VII-                Deuxième constat et domaine d’actions prioritaires: des universités en manque d’intelligence

Le constat est clair et sans ambiguïtés : notre université vit une crise de performances et d’intelligence. Aussi paradoxal que cela puisse être, alors qu’elles sont supposées produire et transmettre la connaissance du monde, nos institutions universitaires ne connaissent ni leur environnement immédiat, ni leurs étudiants, ni leurs diplômés, ni leurs enseignants ni enfin leurs propres administrations. On y traite de numéros, de dossiers, de copies, d’étudiants et même d’enseignants anonymes. Aveugle ou aveuglée, la bureaucratie universitaire est à la traîne et est incapable d’être à l’écoute de son environnement interne et encore moins de celui-externe. Il s’ensuit, et à tous les niveaux, de faibles interactions et synergies et une véritable crise d’intelligence dans le double sens d’incapacité de s’adapter et d’apprendre de son environnement interne et externe et d’incapacité de créer et d’innover. Cela va des enseignants, aux départements, aux établissements, aux universités et jusqu’aux ministères concernés par le développement du capital humain en Tunisie: on ne se connait pas, on ne travaille pas ensemble et on navigue dans le brouillard pour ne pas dire le noir. Par ailleurs, et au-delà de l’explication bureaucratique, plusieurs acteurs dont de nombreux décideurs politiques et universitaires restent prisonniers d’une conception rigide et quasi idéologique de l’université. En bout de course, une panne de l’imagination universitaire, une incapacité de s’adapter et d’imaginer un autre avenir et surtout de faibles innovations institutionnelles, organisationnelles, académiques et pédagogiques condamnant notre enseignement supérieur à l’immobilisme ou alors au plagiat et au suivisme.

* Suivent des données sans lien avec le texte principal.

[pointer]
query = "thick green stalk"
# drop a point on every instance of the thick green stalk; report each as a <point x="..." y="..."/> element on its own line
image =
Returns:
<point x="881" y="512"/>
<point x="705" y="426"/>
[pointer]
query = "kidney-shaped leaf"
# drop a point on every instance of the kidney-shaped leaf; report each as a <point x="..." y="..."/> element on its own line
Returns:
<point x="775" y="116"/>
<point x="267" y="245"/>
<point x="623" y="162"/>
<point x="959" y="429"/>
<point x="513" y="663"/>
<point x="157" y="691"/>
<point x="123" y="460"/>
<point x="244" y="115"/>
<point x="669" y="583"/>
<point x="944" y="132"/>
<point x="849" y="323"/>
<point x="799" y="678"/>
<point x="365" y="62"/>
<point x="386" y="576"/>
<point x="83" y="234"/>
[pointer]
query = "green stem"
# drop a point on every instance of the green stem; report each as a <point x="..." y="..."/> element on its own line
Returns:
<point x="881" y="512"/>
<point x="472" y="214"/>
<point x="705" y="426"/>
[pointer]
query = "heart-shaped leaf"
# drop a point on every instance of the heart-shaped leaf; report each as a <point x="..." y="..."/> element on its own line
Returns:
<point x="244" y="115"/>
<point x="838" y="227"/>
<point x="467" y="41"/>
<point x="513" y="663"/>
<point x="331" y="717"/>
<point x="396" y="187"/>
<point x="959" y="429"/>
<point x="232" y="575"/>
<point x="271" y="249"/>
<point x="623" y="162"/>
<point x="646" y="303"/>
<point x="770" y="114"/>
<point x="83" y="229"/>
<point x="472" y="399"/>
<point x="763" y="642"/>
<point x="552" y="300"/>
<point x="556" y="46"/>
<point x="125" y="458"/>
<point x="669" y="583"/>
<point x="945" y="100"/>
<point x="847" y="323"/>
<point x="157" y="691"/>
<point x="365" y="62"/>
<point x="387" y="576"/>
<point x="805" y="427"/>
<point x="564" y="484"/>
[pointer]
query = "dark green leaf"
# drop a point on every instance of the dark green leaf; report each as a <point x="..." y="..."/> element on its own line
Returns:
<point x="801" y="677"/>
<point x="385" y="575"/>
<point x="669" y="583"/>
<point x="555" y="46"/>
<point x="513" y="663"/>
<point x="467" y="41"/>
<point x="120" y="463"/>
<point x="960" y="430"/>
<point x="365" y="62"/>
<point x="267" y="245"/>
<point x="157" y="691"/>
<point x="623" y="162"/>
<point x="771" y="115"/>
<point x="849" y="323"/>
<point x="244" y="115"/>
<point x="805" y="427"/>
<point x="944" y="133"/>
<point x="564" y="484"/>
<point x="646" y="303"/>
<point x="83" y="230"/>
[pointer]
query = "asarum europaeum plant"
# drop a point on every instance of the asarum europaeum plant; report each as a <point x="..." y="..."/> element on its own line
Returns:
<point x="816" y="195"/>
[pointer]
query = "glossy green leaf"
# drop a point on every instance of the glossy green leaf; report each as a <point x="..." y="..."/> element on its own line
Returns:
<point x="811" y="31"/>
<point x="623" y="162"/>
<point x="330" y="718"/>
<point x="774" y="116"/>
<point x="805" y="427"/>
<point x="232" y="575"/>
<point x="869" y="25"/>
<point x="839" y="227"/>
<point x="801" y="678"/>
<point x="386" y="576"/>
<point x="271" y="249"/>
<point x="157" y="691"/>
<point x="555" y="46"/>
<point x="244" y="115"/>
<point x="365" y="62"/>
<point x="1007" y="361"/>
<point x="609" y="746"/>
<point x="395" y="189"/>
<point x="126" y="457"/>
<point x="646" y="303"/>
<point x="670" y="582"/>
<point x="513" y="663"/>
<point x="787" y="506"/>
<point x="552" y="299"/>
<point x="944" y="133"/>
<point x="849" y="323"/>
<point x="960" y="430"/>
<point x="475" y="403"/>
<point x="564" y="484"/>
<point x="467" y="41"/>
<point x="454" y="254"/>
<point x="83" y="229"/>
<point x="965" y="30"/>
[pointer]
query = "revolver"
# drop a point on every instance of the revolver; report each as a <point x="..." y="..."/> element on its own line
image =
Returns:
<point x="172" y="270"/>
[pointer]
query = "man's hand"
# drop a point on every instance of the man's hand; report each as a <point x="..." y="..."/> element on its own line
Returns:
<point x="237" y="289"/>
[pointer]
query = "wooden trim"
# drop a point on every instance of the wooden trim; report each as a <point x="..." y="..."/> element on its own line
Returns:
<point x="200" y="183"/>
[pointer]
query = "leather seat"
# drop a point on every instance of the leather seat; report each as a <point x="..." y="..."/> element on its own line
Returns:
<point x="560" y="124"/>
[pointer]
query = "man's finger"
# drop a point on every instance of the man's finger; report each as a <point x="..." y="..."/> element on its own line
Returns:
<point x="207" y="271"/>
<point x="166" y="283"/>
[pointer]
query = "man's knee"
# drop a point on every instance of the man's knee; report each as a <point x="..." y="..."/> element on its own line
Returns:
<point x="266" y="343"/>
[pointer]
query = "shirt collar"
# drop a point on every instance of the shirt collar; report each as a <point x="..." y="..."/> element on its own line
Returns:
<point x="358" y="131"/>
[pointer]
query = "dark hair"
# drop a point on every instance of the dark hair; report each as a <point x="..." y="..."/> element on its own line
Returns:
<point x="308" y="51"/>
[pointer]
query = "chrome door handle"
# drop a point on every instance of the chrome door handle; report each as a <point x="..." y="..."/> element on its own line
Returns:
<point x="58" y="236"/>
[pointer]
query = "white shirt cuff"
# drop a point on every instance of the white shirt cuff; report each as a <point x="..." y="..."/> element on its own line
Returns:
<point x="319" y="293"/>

Cette crise de la performance et de l’intelligence a deux principales conséquences:

  • Les «échecs» de l’université aux différentes «épreuves» posées par la société et l’économie tunisienne (créer et diffuser les savoirs scientifiques, produire des compétences susceptibles d’infléchir les attentes des investisseurs/recruteurs et de créer des emplois pour les futurs diplômés, développer la société, etc.).
  • Des universités et des établissements universitaires qui fonctionnent comme des machines diplômantes, incapables d’écouter, de communiquer, de connaitre, de s’adapter et d’innover.

Or, rien, absolument rien du tout, aucune réforme ni aucun changement ne sera possible sans des organisations capables d’«intelligence» collective, des structures «apprenantes» et des institutions innovantes.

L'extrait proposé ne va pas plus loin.